23rd Director of Policy Planning
- In office February 4, 2005 – April 20, 2007
- President: George W. Bush
- Preceded by: Mitchell B. Reiss
- Succeeded by: David F. Gordon

Personal details
- Born: Stephen David Krasner February 15, 1942 (age 84)
- Alma mater: Cornell University (BA) Columbia University (MA) Harvard University (PhD)

= Stephen D. Krasner =

American academic and former diplomat

Stephen David Krasner (born February 15, 1942) is an American political scientist and former diplomat. Krasner has been a professor of international relations at Stanford University since 1981, and served as the Director of Policy Planning from 2005 to April 2007 while on leave from Stanford.

A realist, he is known for his contributions to the fields of international relations and international political economy.

==Early life and education==
Krasner was born on February 15, 1942, in New York City. He was raised in Manhattan. He received his BA from the Department of History at Cornell University in 1963, where he was a member of the Quill and Dagger society. He earned his MA in international affairs from Columbia University. In 1972, he completed his PhD in political science at Harvard University. He wrote his PhD dissertation on the international coffee market.
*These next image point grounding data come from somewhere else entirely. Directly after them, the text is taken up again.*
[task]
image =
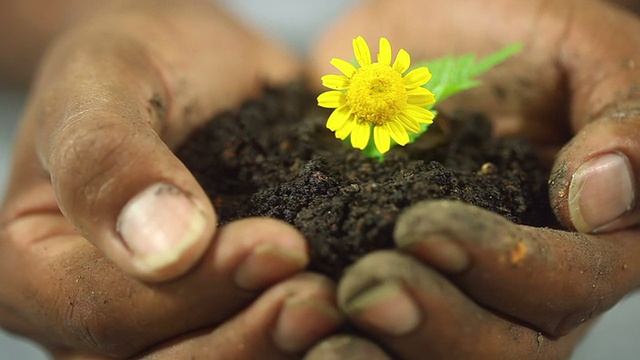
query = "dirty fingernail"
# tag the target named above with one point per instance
(159, 225)
(386, 307)
(302, 322)
(601, 191)
(438, 250)
(267, 264)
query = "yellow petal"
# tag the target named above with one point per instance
(398, 133)
(409, 123)
(361, 51)
(332, 99)
(403, 61)
(420, 97)
(417, 77)
(338, 117)
(344, 66)
(346, 129)
(381, 138)
(336, 82)
(384, 53)
(418, 114)
(360, 135)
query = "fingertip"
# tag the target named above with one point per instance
(592, 187)
(165, 231)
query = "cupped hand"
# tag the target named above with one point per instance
(578, 76)
(108, 245)
(469, 284)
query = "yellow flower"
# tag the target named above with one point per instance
(377, 94)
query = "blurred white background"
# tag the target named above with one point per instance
(297, 23)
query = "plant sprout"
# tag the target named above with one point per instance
(380, 104)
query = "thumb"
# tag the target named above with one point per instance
(593, 183)
(105, 111)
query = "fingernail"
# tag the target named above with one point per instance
(302, 322)
(438, 250)
(267, 264)
(386, 307)
(601, 191)
(159, 225)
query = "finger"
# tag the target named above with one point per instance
(553, 280)
(593, 187)
(346, 347)
(418, 314)
(77, 299)
(287, 319)
(104, 110)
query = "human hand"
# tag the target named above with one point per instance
(578, 75)
(108, 244)
(469, 284)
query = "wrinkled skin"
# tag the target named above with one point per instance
(113, 96)
(465, 277)
(115, 93)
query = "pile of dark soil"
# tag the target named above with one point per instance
(274, 157)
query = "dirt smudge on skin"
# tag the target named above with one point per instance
(274, 157)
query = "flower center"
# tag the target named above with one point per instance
(376, 94)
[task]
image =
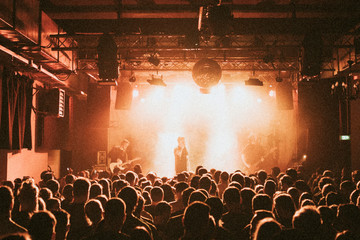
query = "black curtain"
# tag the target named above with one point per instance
(16, 105)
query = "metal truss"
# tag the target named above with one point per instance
(266, 52)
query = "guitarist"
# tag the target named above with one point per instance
(253, 154)
(118, 153)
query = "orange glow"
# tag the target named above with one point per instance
(215, 125)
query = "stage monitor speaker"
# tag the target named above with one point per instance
(284, 96)
(357, 45)
(312, 54)
(98, 105)
(123, 96)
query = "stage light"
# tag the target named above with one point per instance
(156, 80)
(135, 93)
(153, 59)
(107, 58)
(132, 77)
(272, 93)
(206, 74)
(254, 82)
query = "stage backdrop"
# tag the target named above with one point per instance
(216, 126)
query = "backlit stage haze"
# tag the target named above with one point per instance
(216, 126)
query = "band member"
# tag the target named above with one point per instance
(119, 152)
(253, 154)
(181, 156)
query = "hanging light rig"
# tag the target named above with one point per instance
(107, 60)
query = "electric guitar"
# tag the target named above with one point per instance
(121, 165)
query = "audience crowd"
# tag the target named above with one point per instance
(205, 204)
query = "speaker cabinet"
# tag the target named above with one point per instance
(123, 96)
(98, 106)
(284, 96)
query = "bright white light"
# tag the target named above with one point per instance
(214, 125)
(135, 93)
(272, 93)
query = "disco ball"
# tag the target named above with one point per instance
(206, 73)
At Harvard, he was influenced by Albert Hirschman.

==Career==
Before coming to Stanford University in 1981, Krasner taught at Harvard University and University of California, Los Angeles. He was the editor of International Organization from 1986 to 1992.
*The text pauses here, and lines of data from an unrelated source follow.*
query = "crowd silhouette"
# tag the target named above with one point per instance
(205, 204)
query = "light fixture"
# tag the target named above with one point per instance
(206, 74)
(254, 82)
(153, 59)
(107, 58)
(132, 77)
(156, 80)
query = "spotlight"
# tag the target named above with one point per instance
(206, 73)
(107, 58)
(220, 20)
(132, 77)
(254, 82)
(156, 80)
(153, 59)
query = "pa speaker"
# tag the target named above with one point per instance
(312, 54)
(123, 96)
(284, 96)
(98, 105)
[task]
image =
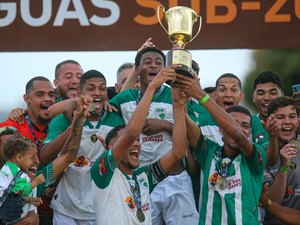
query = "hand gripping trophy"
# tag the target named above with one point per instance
(180, 20)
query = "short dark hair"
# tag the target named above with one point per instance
(90, 74)
(16, 145)
(240, 109)
(209, 90)
(29, 84)
(149, 49)
(8, 131)
(229, 75)
(113, 133)
(58, 66)
(266, 77)
(281, 102)
(195, 67)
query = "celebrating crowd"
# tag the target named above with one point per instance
(145, 152)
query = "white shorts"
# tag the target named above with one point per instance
(172, 201)
(61, 219)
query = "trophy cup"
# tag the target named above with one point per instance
(180, 20)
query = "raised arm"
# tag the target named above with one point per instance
(71, 146)
(179, 131)
(136, 123)
(226, 122)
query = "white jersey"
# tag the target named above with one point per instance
(113, 196)
(73, 196)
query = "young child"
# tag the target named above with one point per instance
(19, 154)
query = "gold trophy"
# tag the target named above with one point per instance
(180, 20)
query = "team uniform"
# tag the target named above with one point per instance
(211, 130)
(113, 191)
(72, 201)
(235, 199)
(292, 194)
(166, 196)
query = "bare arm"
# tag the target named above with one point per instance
(286, 215)
(179, 132)
(278, 188)
(71, 146)
(225, 121)
(50, 151)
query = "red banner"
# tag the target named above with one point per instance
(93, 25)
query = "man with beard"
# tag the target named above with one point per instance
(39, 96)
(231, 173)
(229, 93)
(172, 200)
(75, 183)
(286, 113)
Krasner is the author of six books and over ninety articles. He has taught courses on international relations, international political economy, international relations theory, policy making, and state-building at Stanford University. He received a dean's award for excellence in teaching in 1991. At Stanford University, Krasner has been an advisor to Daniel Drezner and

Krasner was a key figure in establishing regime theory as a prominent topic of study in IR, in part through the 1983 edited collection International Regimes. Krasner is a key figure in the development of hegemonic stability theory. Krasner was influenced by Robert Gilpin.
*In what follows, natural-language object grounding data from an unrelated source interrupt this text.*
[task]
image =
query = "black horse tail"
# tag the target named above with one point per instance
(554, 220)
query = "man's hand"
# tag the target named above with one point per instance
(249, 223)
He has written extensively about statehood and sovereignty.

Krasner is credited with incorporating the idea of punctuated equilibrium in social theory and contributing to critical juncture theory.

Krasner is a senior fellow at Stanford's Hoover Institution.

Krasner was named Director of Policy Planning in the State Department by his former Stanford University colleague Condoleezza Rice.

In 2020, Krasner, along with over 130 other former Republican national security officials, signed a statement that asserted that President Trump was unfit to serve another term, and "To that end, we are firmly convinced that it is in the best interest of our nation that Vice President Joe Biden be elected as the next President of the United States, and we will vote for him."

==Bibliography==
- Are Bureaucracies Important? (1972)
- State Power and the Structure of International Trade (1976)
- Defending the National Interest: Raw Materials Investment and American Foreign Policy (1978)
- Structural Conflict: The Third World Against Global Liberalism (1985)
- Compromising Westphalia (1996)
- Sovereignty: Organized Hypocrisy (1999)
- Addressing State Failure (2005)
- Building Democracy After Conflict: The Case For Shared Sovereignty (2005)
- Power, the State, and Sovereignty: Essays on International Relations (2009)

===Edited works===
- International Regimes (1983)
- Exploration and Contestation in the Study of World Politics (co-editor, 1999)
- Problematic Sovereignty: Contested Rules and Political Possibilities (2001)

===Selected articles===
- "Think Again: Sovereignty" (2009)
- Krasner, Stephen D. 1984. "Approaches to the State: Alternative Conceptions and Historical Dynamics." Comparative Politics 16(2): 223–46;
- Krasner, Stephen D. 1988. "Sovereignty: An Institutional Perspective." Comparative Political Studies 21(1): 66–94.